- Following dovish comments from ECB’s Centeno, the euro slipped below 1.1750.
- Robust US unemployment claims and manufacturing data helped boost the US dollar.
- Political unrest in France continues to exert pressure on the euro.
The EUR/USD continues to dip for the third consecutive day, sitting at 1.1765 as of Friday’s update, having retreated from a four-year peak surpassing 1.1900 earlier this week. Strong economic data from the US is bolstering the dollar, while in Europe, comments from ECB’s Mario Centeno and rising political tension in France are weighing down the euro.
Centeno, a member of the ECB’s governing council, stated that prolonged inflation levels under the 2% target are unsustainable for banks. He also cautioned about potential drawbacks to European economic growth, predicting more interest rate cuts could be on the way.

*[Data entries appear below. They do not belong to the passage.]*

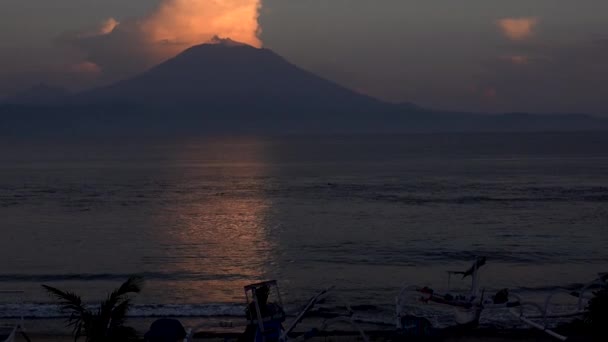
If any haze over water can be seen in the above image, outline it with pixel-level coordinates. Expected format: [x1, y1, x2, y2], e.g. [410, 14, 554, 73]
[0, 133, 608, 324]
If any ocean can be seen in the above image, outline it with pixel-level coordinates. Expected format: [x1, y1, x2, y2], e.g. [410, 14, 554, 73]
[0, 132, 608, 332]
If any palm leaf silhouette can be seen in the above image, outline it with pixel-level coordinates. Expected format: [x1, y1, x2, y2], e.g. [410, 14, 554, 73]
[42, 276, 143, 342]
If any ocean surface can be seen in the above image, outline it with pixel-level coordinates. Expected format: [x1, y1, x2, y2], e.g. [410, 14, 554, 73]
[0, 133, 608, 332]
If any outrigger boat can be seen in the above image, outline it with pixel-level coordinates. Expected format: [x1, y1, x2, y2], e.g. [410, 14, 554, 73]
[510, 273, 608, 341]
[396, 257, 521, 335]
[396, 257, 608, 341]
[0, 291, 30, 342]
[244, 280, 369, 342]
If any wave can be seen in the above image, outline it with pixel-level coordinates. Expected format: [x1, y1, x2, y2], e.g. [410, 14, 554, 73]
[0, 272, 249, 283]
[0, 303, 244, 319]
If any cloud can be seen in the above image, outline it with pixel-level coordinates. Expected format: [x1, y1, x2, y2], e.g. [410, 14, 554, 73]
[70, 61, 101, 74]
[497, 17, 538, 41]
[475, 40, 608, 115]
[98, 18, 120, 36]
[58, 0, 262, 81]
[504, 55, 530, 65]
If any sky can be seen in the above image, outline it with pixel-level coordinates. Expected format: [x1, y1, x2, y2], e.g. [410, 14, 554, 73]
[0, 0, 608, 116]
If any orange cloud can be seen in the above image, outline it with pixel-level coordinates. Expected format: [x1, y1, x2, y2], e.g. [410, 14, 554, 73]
[141, 0, 262, 53]
[70, 61, 101, 74]
[58, 0, 262, 79]
[98, 18, 120, 35]
[503, 55, 530, 65]
[498, 17, 538, 40]
[483, 87, 498, 99]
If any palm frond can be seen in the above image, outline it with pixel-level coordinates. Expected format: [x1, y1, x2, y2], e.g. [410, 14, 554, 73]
[99, 276, 143, 318]
[42, 285, 87, 313]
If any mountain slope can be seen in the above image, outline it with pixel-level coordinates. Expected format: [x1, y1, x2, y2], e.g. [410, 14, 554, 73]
[78, 42, 392, 115]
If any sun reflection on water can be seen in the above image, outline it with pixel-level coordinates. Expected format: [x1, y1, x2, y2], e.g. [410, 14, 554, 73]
[146, 138, 273, 302]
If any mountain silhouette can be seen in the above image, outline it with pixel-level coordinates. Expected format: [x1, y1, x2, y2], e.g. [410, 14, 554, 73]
[0, 39, 608, 135]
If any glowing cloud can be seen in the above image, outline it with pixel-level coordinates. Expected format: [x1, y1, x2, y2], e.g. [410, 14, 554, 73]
[58, 0, 262, 81]
[70, 61, 101, 75]
[98, 18, 120, 35]
[503, 55, 530, 65]
[498, 17, 538, 40]
[142, 0, 262, 47]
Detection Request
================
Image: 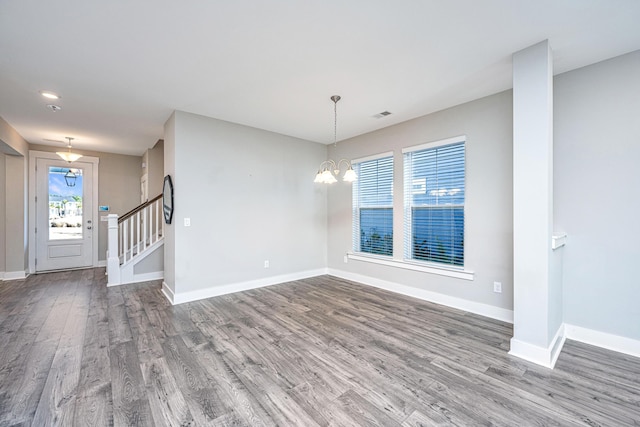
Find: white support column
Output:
[107,214,120,286]
[509,40,562,368]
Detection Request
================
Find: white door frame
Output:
[28,150,100,274]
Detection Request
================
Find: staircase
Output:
[107,194,164,286]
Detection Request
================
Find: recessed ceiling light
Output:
[40,90,61,99]
[373,111,391,119]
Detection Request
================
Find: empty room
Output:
[0,0,640,427]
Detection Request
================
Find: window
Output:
[403,137,465,266]
[353,153,393,256]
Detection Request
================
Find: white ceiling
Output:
[0,0,640,155]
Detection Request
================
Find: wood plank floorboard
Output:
[0,269,640,427]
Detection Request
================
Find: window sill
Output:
[347,252,474,280]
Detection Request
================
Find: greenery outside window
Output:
[403,137,465,267]
[352,153,393,256]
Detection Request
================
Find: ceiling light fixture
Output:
[40,90,62,99]
[56,136,82,163]
[313,95,358,184]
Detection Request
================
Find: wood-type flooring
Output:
[0,269,640,427]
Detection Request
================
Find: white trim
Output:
[162,269,327,305]
[28,150,100,273]
[329,269,513,323]
[107,271,164,288]
[509,324,566,369]
[551,233,567,251]
[162,280,175,305]
[347,252,474,280]
[402,135,467,154]
[351,151,393,165]
[0,271,29,282]
[565,324,640,357]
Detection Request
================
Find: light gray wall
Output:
[30,144,142,261]
[0,117,29,274]
[165,111,327,293]
[164,113,176,294]
[0,152,7,278]
[554,51,640,339]
[133,246,164,274]
[328,91,513,310]
[147,140,164,199]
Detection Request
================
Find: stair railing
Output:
[107,194,164,285]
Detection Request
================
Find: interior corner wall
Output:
[0,152,7,279]
[554,51,640,340]
[165,111,327,295]
[328,91,513,318]
[147,140,164,199]
[29,144,141,262]
[163,112,176,300]
[5,156,29,278]
[0,117,29,278]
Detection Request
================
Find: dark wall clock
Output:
[162,175,173,224]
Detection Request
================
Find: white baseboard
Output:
[329,269,513,323]
[162,280,175,305]
[107,271,164,288]
[509,324,566,369]
[565,324,640,357]
[162,269,327,305]
[0,271,29,281]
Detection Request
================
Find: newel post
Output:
[107,214,120,286]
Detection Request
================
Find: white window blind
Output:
[404,137,465,266]
[353,155,393,256]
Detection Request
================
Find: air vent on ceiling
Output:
[373,111,391,119]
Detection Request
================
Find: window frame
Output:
[351,151,395,259]
[402,135,467,271]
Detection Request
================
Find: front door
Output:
[35,158,95,271]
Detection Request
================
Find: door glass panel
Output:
[49,166,83,240]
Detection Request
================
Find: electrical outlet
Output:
[493,282,502,294]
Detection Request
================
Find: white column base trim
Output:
[329,269,513,323]
[509,324,566,369]
[0,271,29,281]
[162,280,175,305]
[162,269,327,305]
[565,324,640,357]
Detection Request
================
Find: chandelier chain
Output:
[333,98,340,148]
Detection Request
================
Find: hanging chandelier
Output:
[56,136,82,163]
[313,95,358,184]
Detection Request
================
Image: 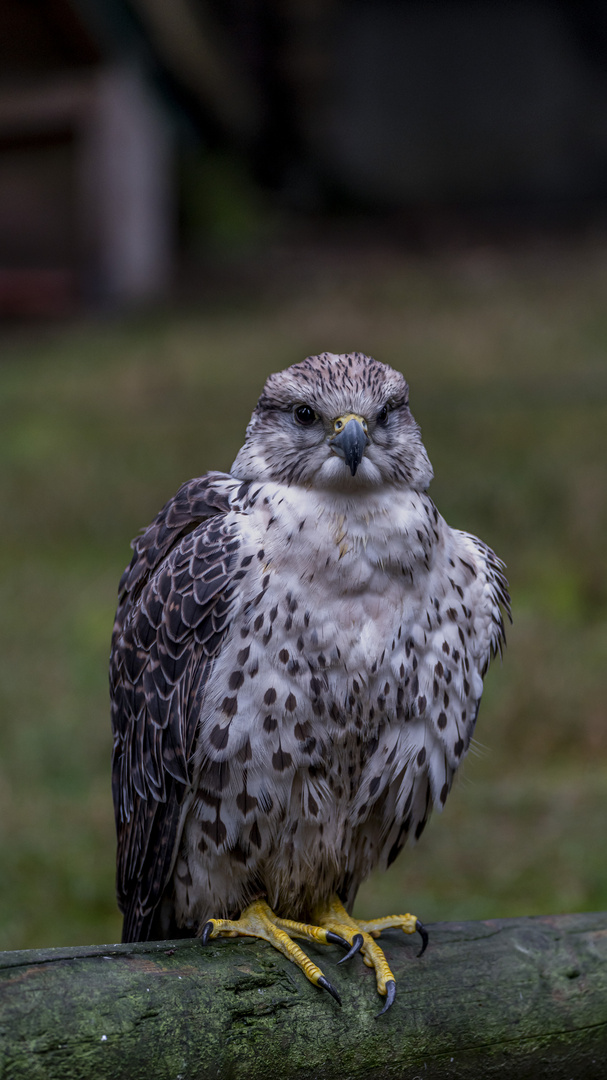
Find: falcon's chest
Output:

In France, anti-austerity demonstrations are picking up steam. Large gatherings took place in key cities on Thursday, as protestors voiced their concerns against spending cuts proposed by former Prime Minister François Beyloux, pressuring President Emmanuel Macron and new Prime Minister Sebastian Lecorne.
On another front, the US Supreme Court is set to rule on the legality of trade tariffs on November 5. This issue was a significant aspect of President Trump’s second term and has been challenged by a lower court, which argued that he exceeded his authority by invoking federal emergency laws.
Overall, the US dollar is showing a mildly positive trend thanks to a stable market sentiment and a lack of substantial economic data from both Europe and the US. However, further upward movements in the dollar may be restrained as the market anticipates more financial easing by the Federal Reserve.
Daily Digest Market Mover: Strong Data Impacts Investors, Supports US Dollar
- Recent figures from the U.S. Labor Bureau reveal a drop from 33,000 to 231,000 unemployment claims for the week ending September 12, exceeding expectations for a softer decline.
- Simultaneously, the Philadelphia Fed manufacturing survey showed a larger-than-anticipated recovery in sector activity, jumping back to 23.2 after a 0.3% contraction in January.
- While these data won’t change expectations regarding potential interest rate cuts by the Fed in October, they have lessened fears of a severe economic downturn and provided extra support for the US dollar.
- Futures markets reflect a 90% probability that the Fed will lower its rates by 25 basis points in a month, and approximately 80% expect a further cut in December. This sentiment could limit rallies in the dollar.
- Additionally, ECB Vice President Louis de Gindes emphasized that while the bank’s current monetary policy is suitable, there are significant economic uncertainties, suggesting the easing cycle may not yet be over.
Technical Analysis: EUR/USD Key support around 1.1700
With the US dollar strengthening, the EUR/USD is reversing from its four-year high. Technical indicators show a steady relative strength index at around 50 on the 4-hour chart, but it has dipped below this level, indicating bearish pressure near the 1.1750-1.1760 support range established on September 15 and 18.
The broader bullish trend’s key support lies between the lows observed at 1.1700 on September 12 and a trendline support formed from late August, currently around 1.1710. Further down, a lower target aligns with the September 11 low near 1.1660. On the upside, daytime highs reached 1.1790, with Thursday hitting almost 1.1850 and the peak on September 16 at 1.1878.